Given that they come from two different sets of parents, their ideas and assumptions about the way couples interact are bound to be different and often clashing. Once the blush of passion begins to fade, mutual patterns develop which can carry the seed of profound dissatisfaction. The most common of these is the need to assign blame. Somehow, if they can figure out who is right and who is wrong, everything will fall into place automatically. Unfortunately things do not work that way. Nothing is going to change until they let go of the notion of “right” and “wrong” and start searching for constructive solutions.
A second possible pattern is that of disengagement. He “may be held back by some unpredictable business meeting.” Or “she has a headache” or “her sick aunt needs her.” Disengagement can take the form of an affair. A spouse can use a child as support in a marital conflict, or a parent, or just about anyone who will agree to a particular viewpoint. Not unlike disengagement is the strategy of denial. One partner insists that everything is just fine and cannot understand the other’s dissatisfaction. “If only he/she would just settle down and take things the way they are we would not have all these arguments.”

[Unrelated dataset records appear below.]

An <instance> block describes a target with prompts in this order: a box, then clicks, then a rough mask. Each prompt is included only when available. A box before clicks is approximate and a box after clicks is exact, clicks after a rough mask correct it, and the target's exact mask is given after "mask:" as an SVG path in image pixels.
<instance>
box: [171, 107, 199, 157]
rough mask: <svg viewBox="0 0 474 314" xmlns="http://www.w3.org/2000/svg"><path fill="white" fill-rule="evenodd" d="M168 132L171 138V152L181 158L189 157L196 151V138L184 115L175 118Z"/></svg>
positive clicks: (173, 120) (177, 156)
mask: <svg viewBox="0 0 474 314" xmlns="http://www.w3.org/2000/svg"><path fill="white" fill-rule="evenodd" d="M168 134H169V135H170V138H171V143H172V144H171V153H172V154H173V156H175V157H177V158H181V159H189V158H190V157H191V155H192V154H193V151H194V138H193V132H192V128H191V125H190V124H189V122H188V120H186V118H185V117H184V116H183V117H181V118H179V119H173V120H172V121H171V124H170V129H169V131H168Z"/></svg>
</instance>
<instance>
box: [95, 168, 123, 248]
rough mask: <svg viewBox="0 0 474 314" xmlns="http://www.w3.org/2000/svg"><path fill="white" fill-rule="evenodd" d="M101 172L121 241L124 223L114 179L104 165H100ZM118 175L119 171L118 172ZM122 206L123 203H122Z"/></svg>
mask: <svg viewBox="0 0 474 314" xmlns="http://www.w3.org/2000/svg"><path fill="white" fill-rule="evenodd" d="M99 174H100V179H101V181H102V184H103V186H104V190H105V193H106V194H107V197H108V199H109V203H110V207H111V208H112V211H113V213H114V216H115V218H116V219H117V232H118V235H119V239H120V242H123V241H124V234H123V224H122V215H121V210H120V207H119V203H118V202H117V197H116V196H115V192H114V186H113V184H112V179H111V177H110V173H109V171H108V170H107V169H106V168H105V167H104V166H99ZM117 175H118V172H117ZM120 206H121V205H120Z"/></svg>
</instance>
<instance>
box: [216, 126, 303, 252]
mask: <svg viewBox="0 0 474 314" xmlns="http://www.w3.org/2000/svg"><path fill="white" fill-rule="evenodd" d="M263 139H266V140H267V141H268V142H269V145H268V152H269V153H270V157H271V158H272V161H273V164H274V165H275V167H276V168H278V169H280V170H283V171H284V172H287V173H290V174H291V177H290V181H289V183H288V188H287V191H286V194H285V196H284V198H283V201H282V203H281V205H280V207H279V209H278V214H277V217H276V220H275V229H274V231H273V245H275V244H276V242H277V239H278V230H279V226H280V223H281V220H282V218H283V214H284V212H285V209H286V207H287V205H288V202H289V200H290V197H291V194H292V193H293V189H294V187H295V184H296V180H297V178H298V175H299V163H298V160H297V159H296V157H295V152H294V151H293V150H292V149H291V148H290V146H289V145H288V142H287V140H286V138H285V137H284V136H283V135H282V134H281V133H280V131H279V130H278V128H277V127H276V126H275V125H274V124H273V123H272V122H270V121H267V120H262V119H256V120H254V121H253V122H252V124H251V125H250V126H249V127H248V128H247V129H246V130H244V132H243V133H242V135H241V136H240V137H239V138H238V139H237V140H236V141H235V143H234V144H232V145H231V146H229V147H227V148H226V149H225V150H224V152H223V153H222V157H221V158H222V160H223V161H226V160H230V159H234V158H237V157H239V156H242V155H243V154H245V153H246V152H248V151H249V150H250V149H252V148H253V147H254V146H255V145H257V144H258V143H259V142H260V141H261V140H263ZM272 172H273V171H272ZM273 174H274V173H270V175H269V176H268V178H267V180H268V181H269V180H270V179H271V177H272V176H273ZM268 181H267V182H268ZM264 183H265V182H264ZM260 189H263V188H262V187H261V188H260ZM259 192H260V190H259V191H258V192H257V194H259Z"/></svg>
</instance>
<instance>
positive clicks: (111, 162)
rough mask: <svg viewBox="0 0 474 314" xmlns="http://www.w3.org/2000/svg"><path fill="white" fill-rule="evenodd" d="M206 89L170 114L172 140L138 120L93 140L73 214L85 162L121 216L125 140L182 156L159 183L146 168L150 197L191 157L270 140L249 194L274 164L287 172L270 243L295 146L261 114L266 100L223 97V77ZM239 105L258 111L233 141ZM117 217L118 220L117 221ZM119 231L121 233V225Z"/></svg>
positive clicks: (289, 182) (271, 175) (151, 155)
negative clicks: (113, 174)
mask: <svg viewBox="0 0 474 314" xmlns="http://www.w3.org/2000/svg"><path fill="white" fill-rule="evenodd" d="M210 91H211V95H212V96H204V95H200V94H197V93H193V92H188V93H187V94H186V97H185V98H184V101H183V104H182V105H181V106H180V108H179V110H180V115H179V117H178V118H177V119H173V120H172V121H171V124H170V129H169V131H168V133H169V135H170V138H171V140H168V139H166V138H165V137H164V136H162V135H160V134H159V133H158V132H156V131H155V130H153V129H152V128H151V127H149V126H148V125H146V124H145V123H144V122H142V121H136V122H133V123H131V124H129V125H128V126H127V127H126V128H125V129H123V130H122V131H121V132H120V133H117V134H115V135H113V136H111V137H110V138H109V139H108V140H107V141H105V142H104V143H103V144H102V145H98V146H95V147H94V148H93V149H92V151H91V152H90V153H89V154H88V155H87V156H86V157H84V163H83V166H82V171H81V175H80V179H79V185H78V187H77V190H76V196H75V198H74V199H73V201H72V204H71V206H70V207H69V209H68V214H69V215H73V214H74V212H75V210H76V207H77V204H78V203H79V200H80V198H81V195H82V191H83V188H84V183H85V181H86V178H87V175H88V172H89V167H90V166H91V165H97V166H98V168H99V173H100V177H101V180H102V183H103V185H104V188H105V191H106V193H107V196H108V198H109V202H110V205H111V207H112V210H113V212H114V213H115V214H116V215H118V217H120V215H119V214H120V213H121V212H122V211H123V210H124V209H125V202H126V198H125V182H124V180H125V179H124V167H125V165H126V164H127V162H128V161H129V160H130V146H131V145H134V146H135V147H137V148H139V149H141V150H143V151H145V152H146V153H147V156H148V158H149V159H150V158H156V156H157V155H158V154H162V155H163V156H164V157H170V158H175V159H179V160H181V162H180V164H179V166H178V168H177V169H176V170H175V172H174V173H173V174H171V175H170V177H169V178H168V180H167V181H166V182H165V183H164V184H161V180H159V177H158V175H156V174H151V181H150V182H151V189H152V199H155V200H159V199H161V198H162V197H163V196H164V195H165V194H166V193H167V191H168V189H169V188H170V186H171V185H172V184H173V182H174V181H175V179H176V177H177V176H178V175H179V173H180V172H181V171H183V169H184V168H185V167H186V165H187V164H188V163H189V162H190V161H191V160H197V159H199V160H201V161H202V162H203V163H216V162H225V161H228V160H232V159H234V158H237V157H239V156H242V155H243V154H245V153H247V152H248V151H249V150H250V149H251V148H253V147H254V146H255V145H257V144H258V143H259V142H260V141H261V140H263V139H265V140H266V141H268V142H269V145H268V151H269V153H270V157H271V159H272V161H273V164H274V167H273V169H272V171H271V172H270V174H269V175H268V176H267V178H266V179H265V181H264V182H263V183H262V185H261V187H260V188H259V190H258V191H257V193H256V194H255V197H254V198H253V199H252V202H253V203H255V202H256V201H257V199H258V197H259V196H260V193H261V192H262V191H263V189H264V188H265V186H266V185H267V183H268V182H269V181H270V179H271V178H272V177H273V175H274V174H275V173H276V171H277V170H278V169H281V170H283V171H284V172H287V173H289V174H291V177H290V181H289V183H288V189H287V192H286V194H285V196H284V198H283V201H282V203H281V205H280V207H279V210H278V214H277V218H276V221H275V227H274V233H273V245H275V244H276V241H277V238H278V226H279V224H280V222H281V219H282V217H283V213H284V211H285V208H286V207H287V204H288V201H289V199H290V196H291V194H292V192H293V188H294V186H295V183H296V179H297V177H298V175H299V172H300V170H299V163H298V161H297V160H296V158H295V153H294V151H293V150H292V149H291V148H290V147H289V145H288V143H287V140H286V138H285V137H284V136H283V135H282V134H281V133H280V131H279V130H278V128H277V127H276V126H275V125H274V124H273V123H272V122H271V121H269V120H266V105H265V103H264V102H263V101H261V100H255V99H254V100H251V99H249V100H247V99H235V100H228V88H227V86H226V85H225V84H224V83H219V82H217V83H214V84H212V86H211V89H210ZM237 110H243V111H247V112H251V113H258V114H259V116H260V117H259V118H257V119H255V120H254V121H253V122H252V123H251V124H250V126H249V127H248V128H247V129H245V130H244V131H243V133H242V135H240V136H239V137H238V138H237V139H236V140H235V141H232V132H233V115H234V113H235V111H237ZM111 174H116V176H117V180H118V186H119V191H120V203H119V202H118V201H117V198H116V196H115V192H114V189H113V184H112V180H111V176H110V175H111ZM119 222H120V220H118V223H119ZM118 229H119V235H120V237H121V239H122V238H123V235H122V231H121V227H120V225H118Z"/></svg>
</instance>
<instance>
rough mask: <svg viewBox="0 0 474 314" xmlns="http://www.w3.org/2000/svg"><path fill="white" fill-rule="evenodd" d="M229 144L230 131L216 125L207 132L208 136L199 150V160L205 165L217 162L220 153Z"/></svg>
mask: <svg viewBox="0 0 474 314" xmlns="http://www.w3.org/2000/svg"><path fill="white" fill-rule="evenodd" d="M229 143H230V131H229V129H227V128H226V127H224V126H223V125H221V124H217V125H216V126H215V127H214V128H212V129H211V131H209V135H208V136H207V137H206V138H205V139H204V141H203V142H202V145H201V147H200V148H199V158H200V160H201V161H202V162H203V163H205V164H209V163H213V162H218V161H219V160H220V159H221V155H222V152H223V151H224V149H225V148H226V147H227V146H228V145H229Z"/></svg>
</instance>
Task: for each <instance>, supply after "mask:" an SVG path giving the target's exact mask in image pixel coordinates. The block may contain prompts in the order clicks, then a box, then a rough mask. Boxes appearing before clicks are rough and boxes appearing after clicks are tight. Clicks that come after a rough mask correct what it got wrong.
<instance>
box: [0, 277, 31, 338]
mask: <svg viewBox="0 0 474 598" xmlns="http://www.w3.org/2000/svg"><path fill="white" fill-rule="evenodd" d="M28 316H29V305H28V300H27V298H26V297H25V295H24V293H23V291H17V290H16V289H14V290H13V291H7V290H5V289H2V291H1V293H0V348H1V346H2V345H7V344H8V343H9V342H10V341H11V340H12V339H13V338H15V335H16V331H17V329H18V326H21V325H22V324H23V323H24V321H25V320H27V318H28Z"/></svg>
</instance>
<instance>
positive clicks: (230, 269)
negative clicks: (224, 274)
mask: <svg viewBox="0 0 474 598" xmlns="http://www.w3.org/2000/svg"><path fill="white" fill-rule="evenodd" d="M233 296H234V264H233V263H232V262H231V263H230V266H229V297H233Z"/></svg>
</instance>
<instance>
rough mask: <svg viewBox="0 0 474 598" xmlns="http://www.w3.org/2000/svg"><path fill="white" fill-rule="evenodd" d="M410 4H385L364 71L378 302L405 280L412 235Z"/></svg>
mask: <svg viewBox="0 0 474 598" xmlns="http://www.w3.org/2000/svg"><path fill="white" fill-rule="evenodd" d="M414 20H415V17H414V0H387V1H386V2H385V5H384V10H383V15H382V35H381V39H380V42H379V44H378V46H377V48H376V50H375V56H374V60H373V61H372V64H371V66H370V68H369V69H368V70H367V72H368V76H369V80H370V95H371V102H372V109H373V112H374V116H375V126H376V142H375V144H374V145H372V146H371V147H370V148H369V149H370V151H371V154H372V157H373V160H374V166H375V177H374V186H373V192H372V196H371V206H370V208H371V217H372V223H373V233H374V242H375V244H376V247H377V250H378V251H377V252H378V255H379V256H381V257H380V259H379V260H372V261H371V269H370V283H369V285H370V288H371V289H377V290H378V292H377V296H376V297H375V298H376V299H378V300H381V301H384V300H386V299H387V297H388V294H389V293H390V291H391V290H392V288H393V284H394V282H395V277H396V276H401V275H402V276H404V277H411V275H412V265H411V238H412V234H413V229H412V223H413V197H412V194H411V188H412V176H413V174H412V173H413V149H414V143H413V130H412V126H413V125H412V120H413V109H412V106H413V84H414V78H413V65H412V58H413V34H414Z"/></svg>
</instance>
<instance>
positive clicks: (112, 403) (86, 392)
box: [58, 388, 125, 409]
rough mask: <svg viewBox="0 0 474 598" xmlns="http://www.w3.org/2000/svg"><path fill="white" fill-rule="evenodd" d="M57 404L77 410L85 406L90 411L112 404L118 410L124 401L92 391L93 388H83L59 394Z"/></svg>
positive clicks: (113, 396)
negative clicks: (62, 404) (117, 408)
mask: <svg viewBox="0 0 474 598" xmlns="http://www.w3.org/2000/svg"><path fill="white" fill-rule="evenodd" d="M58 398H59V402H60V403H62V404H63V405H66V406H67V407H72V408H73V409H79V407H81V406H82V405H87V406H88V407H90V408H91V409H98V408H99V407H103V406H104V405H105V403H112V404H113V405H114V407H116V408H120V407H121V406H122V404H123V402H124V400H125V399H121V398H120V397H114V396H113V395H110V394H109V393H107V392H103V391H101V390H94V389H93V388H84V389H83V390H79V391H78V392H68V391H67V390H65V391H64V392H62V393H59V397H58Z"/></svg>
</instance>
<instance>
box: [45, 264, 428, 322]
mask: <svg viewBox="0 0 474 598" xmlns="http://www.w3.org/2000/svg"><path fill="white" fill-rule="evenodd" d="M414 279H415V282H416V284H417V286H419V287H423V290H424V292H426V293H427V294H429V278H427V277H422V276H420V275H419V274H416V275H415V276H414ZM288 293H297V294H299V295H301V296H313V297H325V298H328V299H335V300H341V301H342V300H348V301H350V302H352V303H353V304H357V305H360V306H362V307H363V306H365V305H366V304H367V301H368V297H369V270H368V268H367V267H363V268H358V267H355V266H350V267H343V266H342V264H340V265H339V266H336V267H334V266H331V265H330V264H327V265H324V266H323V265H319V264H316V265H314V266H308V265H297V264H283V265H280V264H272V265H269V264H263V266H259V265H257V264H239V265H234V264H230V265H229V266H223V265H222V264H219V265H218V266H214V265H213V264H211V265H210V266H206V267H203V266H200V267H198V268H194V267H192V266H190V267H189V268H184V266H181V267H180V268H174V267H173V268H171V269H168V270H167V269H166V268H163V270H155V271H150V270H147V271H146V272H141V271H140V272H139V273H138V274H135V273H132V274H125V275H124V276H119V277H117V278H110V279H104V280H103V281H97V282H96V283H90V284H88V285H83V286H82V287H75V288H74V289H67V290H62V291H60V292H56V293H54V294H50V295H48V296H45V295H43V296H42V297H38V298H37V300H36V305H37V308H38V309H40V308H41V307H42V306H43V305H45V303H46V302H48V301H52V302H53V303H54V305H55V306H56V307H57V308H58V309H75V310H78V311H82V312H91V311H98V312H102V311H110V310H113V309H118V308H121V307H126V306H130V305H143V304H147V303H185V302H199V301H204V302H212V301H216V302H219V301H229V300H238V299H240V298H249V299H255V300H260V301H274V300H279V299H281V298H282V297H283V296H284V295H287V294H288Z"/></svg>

Another category of defensive interaction liable to lead to the destruction of a relationship is the result of one partner seeing him/herself as the other’s victim. The spouse “always does…” or: “is just like his father/her mother.” The implication is that “I am powerless in the face of an immutable situation and I need rescuing.”
Couples starting marital counseling must consider very seriously the crucial axiom: nobody can change another person; we can only recognize our own shortcomings and commit to making every effort to correct them. Once partners are ready to acknowledge their own responsibility for the marital mishap without humiliation or shame the battle is half won and progress can begin. Furthermore, any change by either partner unlocks the prison of hostility into which they have confined their married life. The door is now open to change.
We have done away with the stringent matrimonial rules of the past but we have not developed a new concept on which to guide the new twenty-first century marriage. If we are serious about our “family values” discourse we must become clear and educate ourselves and our children about the realities of modern marriage.